Background: MEHMO (microcephaly, epilepsy, hypogenitalism, mental retardation, obesity) is a rare disorder with X-linked inheritance. Only three families with this disorder were described previously, with the linkage to a region on X chromosome. No specific gene has been identified so far.

Aims and objectives: The aim was to identify the genetic etiology in two unrelated Slovak male probands (4.5 and 1.5 years old respectively) with the clinical diagnosis of MEHMO and describe the genotype-phenotype correlation.

Methods: Blood samples of both probands and their parents were obtained. DNA analysis by the whole exome sequencing (WES) approach was performed. Subsequent analyses of identified variants were focused on the chromosome X. Candidate sequence variants were verified by direct sequencing by Sanger.
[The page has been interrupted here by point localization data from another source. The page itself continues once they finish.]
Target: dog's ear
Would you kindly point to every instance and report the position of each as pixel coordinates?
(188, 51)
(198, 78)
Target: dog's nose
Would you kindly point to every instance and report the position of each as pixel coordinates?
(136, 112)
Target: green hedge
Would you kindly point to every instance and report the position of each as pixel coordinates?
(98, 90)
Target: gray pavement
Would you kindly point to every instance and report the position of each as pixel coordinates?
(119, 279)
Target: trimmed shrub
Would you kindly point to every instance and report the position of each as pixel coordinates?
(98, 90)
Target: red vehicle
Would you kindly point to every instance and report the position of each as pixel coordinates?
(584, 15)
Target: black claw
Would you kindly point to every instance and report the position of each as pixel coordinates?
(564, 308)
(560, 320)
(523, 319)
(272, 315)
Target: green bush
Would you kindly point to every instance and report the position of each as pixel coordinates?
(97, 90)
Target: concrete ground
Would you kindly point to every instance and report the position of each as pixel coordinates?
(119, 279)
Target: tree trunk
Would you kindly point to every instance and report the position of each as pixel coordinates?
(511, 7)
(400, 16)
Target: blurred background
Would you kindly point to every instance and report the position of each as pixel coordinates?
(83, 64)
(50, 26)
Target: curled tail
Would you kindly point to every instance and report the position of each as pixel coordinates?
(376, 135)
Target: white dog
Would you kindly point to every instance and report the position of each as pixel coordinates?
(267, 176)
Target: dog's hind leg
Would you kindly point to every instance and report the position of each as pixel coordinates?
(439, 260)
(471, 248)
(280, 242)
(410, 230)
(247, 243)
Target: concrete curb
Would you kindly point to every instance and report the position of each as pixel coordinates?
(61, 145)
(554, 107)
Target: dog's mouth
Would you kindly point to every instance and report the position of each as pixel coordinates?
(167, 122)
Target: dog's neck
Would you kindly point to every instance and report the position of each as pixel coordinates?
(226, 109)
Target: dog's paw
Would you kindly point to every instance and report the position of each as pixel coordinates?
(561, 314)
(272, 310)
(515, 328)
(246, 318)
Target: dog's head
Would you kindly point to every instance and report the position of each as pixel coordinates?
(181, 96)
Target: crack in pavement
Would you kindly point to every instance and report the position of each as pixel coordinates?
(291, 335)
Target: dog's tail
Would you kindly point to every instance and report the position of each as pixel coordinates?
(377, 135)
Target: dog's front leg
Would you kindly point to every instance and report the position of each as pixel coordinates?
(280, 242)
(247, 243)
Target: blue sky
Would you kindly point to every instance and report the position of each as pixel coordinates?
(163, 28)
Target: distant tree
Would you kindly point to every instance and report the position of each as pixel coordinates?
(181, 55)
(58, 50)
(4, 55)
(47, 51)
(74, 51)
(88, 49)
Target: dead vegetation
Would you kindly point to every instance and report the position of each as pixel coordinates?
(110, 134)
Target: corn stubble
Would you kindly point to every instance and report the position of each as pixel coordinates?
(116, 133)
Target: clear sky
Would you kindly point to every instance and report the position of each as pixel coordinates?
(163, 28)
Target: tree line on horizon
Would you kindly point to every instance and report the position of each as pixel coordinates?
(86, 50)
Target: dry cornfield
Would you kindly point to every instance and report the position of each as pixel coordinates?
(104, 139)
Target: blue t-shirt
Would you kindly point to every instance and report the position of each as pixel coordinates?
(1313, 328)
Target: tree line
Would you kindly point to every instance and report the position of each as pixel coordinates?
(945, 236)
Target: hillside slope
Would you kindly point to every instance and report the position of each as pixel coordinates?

Results: Analysis of exome in proband 1 has identified 18 variants on chromosome X. Haplotype analysis showed that only three of them were found also in the mother and the mother’s mother of the proband 1, and only one variant – in the gene EIF2S3 – was located in the previously described region of the chromosome X associated with MEHMO. The variant is a frame-shift mutation with premature stop codon influencing eight last amino acids of the protein. The same mutation was found also in the proband 2 and his mother. The phenotype of the probands had several common features, i.e. microcephaly, mental retardation, epilepsy, growth retardation, obesity, and diabetes. Nevertheless, the phenotype was more severe in the older proband 1 including panhypopituitarism and frequent respiratory infections.

Conclusion: This is the first identification of a gene (EIF2S3) causing MEHMO syndrome. EIF2S3 encodes the γ subunit of the eukaryotic translation initiation factor 2 (eIF2), which is involved in protein synthesis. Point mutations in this gene have been previously identified in several families with microcephaly and impaired intellect (i.e. milder phenotype than MEHMO).

Funding: This work was supported by the Slovak Research and Development Agency (APVV 0187-12).